With some essential syntax sugar to make it easy to use.

Currently Zig special-cases what Rust calls “niche optimization” for pointers only, but there are plans afoot to expand this. For instance, right now, a ?u21 has @sizeOf 8, but clearly it could be 4, because there are unused bits in the backing u32.

Another one would generalize what the MaybeSlice does, and say that, if you have a struct type with an unused niche in its value, you can use that field for an optional. So for something like this:

const SomeStruct = struct {
    fee: u64,
    fie: u32,
    foe: u21,
};

Since there’s room in the u21 for bits which aren’t legal for the type, those could be used to tag a ?SomeStruct null type. Making the special niche value std.math.maxInt(u32) would make testing for it as fast, or nearly so, as testing for 0.

Since it doesn’t affect the correctness of programs, there’s no special hurry to add things like this. But it would make a meaningful difference in data size, particularly when arrays of structs start to enter the picture, so it will be nice to have when we do.

amesaine · September 16, 2024, 6:46pm

Could it be guaranteed that if a type has padding, it will be optimized? Or is that to be determined?

mnemnion · September 16, 2024, 7:01pm

That’s a slightly stronger rule, which might have performance consequences. Padding can be any value, which means that initialization, copying, and so on, can ignore pad bytes completely. If a pad byte were used for a niche optimization, then there would be one value of that byte which is load-bearing, and any operation on that struct would have to set the byte to ensure that it didn’t take that value.

By contrast, if a field has an illegal value, like a *T can never be 0, then the type system is already taking care to ensure that said field doesn’t have that value. So using it to tag the struct as optional has no consequences on not-optional structs of that type: the niche value is only checked for when unwrapping an optional, which is where it pays off.

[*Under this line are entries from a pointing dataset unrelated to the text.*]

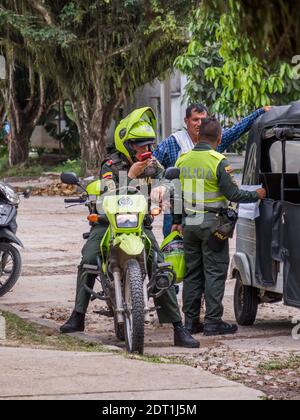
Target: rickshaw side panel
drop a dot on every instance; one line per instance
(244, 258)
(291, 217)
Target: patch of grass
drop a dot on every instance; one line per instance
(292, 363)
(34, 168)
(20, 332)
(23, 333)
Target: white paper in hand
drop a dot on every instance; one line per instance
(249, 211)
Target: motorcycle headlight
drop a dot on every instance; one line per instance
(9, 194)
(127, 220)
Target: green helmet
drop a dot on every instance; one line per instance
(173, 250)
(138, 127)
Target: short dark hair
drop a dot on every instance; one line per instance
(210, 129)
(195, 107)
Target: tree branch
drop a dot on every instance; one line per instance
(42, 11)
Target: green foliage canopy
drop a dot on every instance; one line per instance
(223, 72)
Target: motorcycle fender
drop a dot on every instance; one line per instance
(8, 236)
(131, 244)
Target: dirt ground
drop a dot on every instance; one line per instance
(265, 356)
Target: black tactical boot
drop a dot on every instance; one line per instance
(75, 323)
(182, 338)
(194, 326)
(219, 328)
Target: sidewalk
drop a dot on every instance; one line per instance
(43, 374)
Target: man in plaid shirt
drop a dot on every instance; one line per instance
(169, 150)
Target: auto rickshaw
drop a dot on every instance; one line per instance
(266, 264)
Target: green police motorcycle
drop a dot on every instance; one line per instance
(127, 267)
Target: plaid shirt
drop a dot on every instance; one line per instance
(168, 150)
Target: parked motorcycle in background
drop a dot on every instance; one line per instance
(10, 258)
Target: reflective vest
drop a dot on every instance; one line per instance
(199, 180)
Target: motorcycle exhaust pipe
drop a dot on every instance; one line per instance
(146, 302)
(118, 294)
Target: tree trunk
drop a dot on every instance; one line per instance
(18, 145)
(92, 127)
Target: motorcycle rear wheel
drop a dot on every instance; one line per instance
(134, 313)
(10, 267)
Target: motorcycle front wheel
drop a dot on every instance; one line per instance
(134, 308)
(10, 267)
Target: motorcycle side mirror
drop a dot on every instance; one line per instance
(27, 193)
(69, 178)
(172, 173)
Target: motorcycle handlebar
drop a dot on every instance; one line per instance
(74, 200)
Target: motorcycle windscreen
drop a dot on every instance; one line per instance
(268, 247)
(291, 238)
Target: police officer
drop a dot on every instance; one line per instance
(134, 137)
(207, 265)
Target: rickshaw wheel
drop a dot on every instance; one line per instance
(245, 302)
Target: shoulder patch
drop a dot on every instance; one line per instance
(217, 155)
(107, 175)
(229, 169)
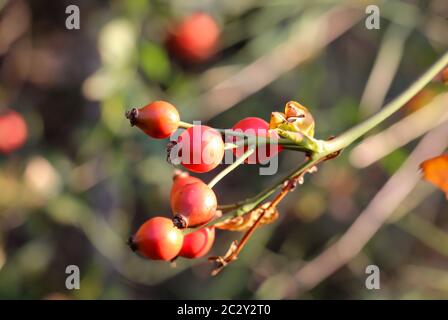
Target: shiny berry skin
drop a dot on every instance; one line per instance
(198, 243)
(201, 148)
(158, 119)
(193, 205)
(259, 127)
(157, 239)
(13, 131)
(194, 39)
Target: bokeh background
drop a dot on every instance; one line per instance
(85, 180)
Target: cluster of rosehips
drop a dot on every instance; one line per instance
(13, 131)
(193, 202)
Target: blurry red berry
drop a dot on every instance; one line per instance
(259, 127)
(198, 243)
(157, 239)
(201, 148)
(193, 204)
(13, 131)
(158, 119)
(195, 39)
(445, 76)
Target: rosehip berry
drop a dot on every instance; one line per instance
(13, 131)
(259, 127)
(158, 119)
(157, 239)
(201, 148)
(195, 39)
(198, 243)
(179, 180)
(193, 204)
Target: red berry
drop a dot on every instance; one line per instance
(13, 131)
(193, 204)
(158, 119)
(157, 239)
(195, 39)
(201, 148)
(259, 127)
(198, 243)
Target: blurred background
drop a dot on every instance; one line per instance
(76, 180)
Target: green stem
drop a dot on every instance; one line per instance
(356, 132)
(230, 168)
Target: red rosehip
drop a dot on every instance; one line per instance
(157, 239)
(193, 204)
(259, 127)
(195, 39)
(13, 131)
(158, 119)
(198, 243)
(201, 148)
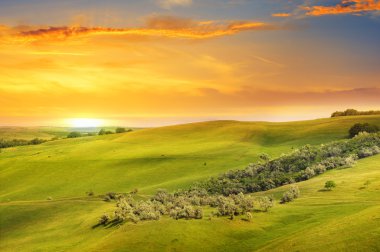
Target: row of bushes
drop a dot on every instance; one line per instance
(362, 127)
(353, 112)
(20, 142)
(184, 206)
(228, 192)
(301, 164)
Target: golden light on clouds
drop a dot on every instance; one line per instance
(85, 122)
(169, 66)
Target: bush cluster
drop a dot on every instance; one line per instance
(362, 127)
(353, 112)
(228, 192)
(290, 195)
(301, 164)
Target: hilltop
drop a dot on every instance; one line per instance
(174, 157)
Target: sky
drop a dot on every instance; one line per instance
(160, 62)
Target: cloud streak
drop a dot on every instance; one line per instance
(168, 4)
(344, 7)
(157, 26)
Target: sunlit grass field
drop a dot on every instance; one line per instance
(346, 218)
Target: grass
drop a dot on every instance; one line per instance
(346, 218)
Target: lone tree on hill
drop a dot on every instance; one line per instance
(120, 130)
(329, 185)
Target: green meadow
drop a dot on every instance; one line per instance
(346, 218)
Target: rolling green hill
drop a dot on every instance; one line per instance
(173, 157)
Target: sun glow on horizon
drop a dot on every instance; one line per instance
(85, 122)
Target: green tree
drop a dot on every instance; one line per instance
(74, 134)
(362, 127)
(120, 130)
(329, 185)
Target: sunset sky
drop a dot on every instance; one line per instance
(159, 62)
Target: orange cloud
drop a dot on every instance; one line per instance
(345, 7)
(161, 26)
(281, 15)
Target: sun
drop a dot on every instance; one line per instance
(85, 122)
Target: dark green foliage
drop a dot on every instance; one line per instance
(90, 193)
(353, 112)
(330, 185)
(362, 127)
(301, 164)
(122, 130)
(227, 192)
(290, 195)
(74, 134)
(266, 203)
(105, 132)
(104, 219)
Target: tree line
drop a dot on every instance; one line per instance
(353, 112)
(228, 193)
(19, 142)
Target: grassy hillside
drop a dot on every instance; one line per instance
(29, 133)
(167, 157)
(347, 218)
(173, 157)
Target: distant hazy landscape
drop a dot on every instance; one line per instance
(46, 188)
(190, 126)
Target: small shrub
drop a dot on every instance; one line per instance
(329, 185)
(74, 134)
(90, 193)
(120, 130)
(104, 219)
(249, 216)
(266, 203)
(290, 195)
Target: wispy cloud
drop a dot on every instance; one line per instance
(344, 7)
(159, 26)
(281, 15)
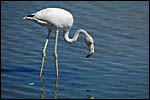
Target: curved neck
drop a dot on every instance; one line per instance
(76, 35)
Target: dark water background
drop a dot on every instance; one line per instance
(119, 67)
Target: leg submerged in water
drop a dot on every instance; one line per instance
(43, 53)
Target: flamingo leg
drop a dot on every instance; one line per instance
(55, 53)
(44, 54)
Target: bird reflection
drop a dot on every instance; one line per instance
(44, 91)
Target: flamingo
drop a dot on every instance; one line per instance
(59, 19)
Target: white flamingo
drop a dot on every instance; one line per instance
(59, 19)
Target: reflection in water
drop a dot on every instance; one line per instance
(56, 88)
(44, 92)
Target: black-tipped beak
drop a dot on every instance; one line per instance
(88, 55)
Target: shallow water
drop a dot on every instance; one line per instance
(118, 69)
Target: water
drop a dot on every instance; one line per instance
(118, 69)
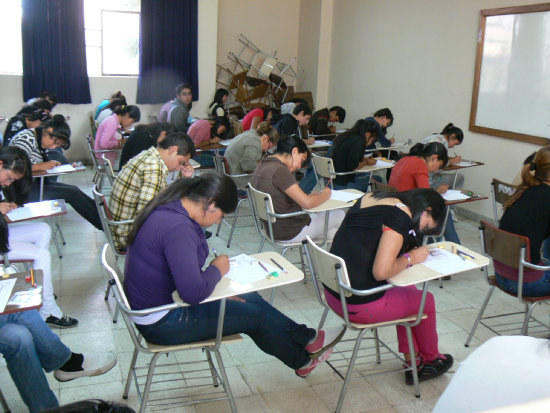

My best guess is that using a pad byte would actually be zero-cost in practice, because initialization and copying are efficiently done by moving word-sized pieces of the struct with each instruction, so it would just come along for the ride. But that’s a less obvious conclusion than using illegal values for niche optimization, because it does constrain the compiler’s options when generating code, and that could have performance implications, but neither of these is true for using an illegal value as the null niche.

amesaine · September 16, 2024, 7:09pm

I understood that completely, thank you!